Through the use of poetic devices, figurative language and imagery, Frost has written a beautiful poem. Although some critics criticize him for writing somewhat of a romantic style poem, it does not matter because it is based as a metaphor for life. Whether it sounds like it is based on romantic ideas or not, the idea of how people face life-affecting choices everyday still holds true. The idea of life choices is not unrealistic at all. In contrast to Isadore Traschen's critique, the only unrealistic thing would be if people did not have to make choices every day, whether the idea of it is presented as a metaphor or not.
Frost's use of nature is the single most misunderstood element of his poetry. Most of Frost's poems use nature imagery. His grip and understanding of natural fact is well recognized. However Frost is not trying to tell us how nature works. His poems are about human psychology. Rural scenes and landscapes, homely farmers, and the natural world are used to illustrate a psychological struggle with everyday experience met with courage, will and purpose in the situation of Frost's life and personal psychology. His attitude is enduring, honest and accepting. Frost uses nature as a background. He usually begins a poem with an observation of something in nature and then moves toward a connection to some human situation or concern.

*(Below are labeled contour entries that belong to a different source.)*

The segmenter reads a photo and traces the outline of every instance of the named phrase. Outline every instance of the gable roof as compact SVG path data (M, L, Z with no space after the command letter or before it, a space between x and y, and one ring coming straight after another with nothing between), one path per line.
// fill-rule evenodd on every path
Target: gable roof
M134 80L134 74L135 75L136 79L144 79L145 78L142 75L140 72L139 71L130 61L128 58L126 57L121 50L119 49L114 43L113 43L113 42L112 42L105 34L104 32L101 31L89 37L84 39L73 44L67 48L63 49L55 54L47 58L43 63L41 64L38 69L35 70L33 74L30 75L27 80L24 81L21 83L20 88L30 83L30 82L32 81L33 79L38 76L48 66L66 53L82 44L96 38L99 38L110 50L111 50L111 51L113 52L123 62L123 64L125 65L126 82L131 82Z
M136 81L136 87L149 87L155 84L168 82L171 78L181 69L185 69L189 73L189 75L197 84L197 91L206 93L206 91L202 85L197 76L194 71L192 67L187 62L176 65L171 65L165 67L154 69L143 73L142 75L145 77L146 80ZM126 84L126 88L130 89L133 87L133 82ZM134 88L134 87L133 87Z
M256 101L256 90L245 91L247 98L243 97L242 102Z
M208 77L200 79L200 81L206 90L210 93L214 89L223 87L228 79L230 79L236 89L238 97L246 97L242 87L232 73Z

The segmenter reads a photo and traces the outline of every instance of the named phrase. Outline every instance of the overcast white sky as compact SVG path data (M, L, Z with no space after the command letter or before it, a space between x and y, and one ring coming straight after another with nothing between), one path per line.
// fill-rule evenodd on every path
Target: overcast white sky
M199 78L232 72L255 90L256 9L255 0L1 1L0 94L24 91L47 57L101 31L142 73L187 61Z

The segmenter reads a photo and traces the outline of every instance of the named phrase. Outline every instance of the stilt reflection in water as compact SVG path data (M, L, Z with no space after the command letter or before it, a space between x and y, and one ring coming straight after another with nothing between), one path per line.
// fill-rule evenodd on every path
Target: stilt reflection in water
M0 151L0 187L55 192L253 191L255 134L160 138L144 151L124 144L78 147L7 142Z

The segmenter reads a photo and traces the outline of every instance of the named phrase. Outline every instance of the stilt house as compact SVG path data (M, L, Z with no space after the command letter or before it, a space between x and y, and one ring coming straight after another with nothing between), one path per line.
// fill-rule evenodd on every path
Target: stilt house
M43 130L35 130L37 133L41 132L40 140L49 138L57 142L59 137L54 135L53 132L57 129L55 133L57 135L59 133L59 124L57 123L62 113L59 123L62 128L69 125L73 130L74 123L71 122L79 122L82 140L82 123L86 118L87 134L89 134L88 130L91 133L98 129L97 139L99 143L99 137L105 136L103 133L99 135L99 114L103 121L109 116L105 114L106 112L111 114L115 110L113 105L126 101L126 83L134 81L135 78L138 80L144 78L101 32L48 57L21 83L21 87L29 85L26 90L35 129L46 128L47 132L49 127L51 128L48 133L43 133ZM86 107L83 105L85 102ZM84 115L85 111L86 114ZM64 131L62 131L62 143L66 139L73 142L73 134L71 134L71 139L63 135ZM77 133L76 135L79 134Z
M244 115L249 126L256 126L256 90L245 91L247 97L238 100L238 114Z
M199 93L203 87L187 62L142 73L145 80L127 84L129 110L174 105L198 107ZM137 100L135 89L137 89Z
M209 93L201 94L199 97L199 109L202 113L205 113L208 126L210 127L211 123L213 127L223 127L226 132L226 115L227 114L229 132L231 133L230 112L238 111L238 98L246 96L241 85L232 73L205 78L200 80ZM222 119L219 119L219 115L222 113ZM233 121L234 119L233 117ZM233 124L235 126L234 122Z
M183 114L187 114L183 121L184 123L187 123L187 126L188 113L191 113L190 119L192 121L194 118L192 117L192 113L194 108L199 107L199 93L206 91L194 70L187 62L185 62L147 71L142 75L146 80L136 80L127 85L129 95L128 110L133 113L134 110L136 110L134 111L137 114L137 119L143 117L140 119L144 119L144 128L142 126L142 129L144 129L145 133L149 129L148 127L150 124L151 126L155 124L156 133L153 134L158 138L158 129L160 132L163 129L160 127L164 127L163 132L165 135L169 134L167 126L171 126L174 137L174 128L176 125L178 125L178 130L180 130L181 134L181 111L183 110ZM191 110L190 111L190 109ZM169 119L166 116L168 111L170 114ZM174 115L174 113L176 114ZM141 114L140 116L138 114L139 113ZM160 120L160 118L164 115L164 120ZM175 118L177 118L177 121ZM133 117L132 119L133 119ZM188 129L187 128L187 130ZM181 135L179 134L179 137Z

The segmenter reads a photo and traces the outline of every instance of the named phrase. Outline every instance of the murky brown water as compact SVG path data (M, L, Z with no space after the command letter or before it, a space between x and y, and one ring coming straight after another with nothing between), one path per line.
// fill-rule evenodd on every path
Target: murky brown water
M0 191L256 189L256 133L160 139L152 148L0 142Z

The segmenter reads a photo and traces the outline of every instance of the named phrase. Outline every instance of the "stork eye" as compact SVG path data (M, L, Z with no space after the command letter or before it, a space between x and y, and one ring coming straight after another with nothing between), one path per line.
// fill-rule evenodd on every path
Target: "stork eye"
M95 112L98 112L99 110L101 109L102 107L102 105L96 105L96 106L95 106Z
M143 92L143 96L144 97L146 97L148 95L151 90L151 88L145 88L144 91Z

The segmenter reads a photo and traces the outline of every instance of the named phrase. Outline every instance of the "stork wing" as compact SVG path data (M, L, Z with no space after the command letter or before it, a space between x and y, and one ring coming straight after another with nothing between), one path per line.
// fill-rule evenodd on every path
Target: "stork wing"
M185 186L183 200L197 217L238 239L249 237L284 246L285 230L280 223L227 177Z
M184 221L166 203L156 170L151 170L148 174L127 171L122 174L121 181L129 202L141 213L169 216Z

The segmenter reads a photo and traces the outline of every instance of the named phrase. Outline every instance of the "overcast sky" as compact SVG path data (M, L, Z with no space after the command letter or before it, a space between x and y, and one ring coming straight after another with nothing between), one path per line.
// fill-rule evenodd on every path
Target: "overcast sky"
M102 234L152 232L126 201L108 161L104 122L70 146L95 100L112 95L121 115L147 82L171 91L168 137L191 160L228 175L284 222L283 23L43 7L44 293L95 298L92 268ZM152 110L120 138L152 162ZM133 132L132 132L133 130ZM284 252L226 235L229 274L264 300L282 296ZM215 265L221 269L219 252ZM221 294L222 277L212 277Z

Frost uses nature as metaphor. He observes something in nature and says this is like that. He leads you to make a connection, but never forces it on the reader.

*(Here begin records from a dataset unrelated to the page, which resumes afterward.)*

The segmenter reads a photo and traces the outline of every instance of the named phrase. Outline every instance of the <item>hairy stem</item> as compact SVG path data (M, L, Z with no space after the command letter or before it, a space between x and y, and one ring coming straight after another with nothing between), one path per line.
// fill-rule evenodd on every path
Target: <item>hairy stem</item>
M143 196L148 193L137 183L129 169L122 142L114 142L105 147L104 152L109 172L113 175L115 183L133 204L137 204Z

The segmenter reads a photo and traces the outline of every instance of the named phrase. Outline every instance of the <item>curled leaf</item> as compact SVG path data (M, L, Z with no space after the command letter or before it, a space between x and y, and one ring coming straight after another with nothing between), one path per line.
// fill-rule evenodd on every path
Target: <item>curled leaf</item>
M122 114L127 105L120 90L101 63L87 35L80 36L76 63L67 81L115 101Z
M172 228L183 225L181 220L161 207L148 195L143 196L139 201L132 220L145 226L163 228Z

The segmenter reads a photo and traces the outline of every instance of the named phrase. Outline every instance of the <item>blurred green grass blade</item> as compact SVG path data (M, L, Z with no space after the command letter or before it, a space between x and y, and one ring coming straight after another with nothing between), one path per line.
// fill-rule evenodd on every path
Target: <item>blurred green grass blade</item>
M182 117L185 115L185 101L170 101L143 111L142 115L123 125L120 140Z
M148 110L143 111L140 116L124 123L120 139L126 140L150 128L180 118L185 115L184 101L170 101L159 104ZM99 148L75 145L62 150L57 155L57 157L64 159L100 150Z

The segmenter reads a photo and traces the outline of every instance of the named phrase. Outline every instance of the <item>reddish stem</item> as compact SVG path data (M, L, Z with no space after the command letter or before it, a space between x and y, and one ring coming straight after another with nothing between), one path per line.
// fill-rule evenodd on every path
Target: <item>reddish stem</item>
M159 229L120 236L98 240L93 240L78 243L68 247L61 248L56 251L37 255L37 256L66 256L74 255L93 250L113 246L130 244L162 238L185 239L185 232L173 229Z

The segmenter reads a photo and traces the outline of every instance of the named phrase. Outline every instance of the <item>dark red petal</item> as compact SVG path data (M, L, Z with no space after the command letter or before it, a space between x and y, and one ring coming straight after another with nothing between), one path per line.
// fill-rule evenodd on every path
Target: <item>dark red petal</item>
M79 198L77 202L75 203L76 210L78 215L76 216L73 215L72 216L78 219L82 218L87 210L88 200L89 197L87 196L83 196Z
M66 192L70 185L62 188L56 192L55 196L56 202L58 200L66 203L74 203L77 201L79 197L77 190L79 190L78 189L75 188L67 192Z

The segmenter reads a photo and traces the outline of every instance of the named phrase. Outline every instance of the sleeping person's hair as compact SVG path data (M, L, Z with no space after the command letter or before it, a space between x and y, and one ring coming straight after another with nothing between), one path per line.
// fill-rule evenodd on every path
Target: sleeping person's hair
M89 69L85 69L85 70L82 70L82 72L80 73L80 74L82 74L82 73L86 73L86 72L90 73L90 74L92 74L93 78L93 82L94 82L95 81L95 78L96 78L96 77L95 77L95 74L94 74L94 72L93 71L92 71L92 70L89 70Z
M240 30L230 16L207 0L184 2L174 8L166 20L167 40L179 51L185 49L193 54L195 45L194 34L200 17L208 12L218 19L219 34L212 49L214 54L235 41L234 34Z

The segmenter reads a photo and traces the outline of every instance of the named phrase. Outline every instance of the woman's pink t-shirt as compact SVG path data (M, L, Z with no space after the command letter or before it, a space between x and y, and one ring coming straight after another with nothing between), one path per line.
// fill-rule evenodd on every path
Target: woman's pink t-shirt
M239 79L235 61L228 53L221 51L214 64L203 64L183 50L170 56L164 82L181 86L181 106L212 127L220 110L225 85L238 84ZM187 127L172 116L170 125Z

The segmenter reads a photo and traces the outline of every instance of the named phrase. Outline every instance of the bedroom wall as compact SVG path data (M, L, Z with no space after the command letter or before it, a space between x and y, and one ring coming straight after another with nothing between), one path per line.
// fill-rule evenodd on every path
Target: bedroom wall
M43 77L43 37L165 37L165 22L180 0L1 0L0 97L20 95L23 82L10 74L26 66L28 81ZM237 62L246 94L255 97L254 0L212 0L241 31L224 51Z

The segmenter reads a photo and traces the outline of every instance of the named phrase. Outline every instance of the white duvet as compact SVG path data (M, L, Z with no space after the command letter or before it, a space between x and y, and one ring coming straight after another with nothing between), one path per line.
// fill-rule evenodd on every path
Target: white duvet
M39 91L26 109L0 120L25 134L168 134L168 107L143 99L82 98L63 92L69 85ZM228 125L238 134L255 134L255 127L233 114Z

Frost's poems always make perfect sense. His facts are correct, especially in botanical and biological terms. But he is not trying to tell nature stories or animal stories. He is always using these metaphorically implying a comparison to some human concern.
Frost struggled all his life with a traditional view of the world and the rise of science. It is still being argued whether or not he believed in God (Frost life). Curiously, people of opposing beliefs can find justification of their views in Frost because this poet is full of contradictions. Basically he believed in an ever changing open-ended universe, which could not be explained with systematic thought, whether it be science, religion or philosophy. He declared that evolution was simply a metaphor for a changing world (Frost's life). He believed the universe was unknowable and his poems reflect the withheld judgment based on his skepticism. He declared he was not an agnostic (Frost's life).
The contradictions Frost found in the world did not bother him. He saw no reason to resolve them but believed that man acting in freedom could balance the contradictions in a sort of play. He never believed one age was worse than another (Frost's life).
The poetic and political conservatism of Frost caused him to lose favor with some literary critics, but his reputation as a major poet is secure. He unquestionably succeeded in realizing his life's ambition: to write.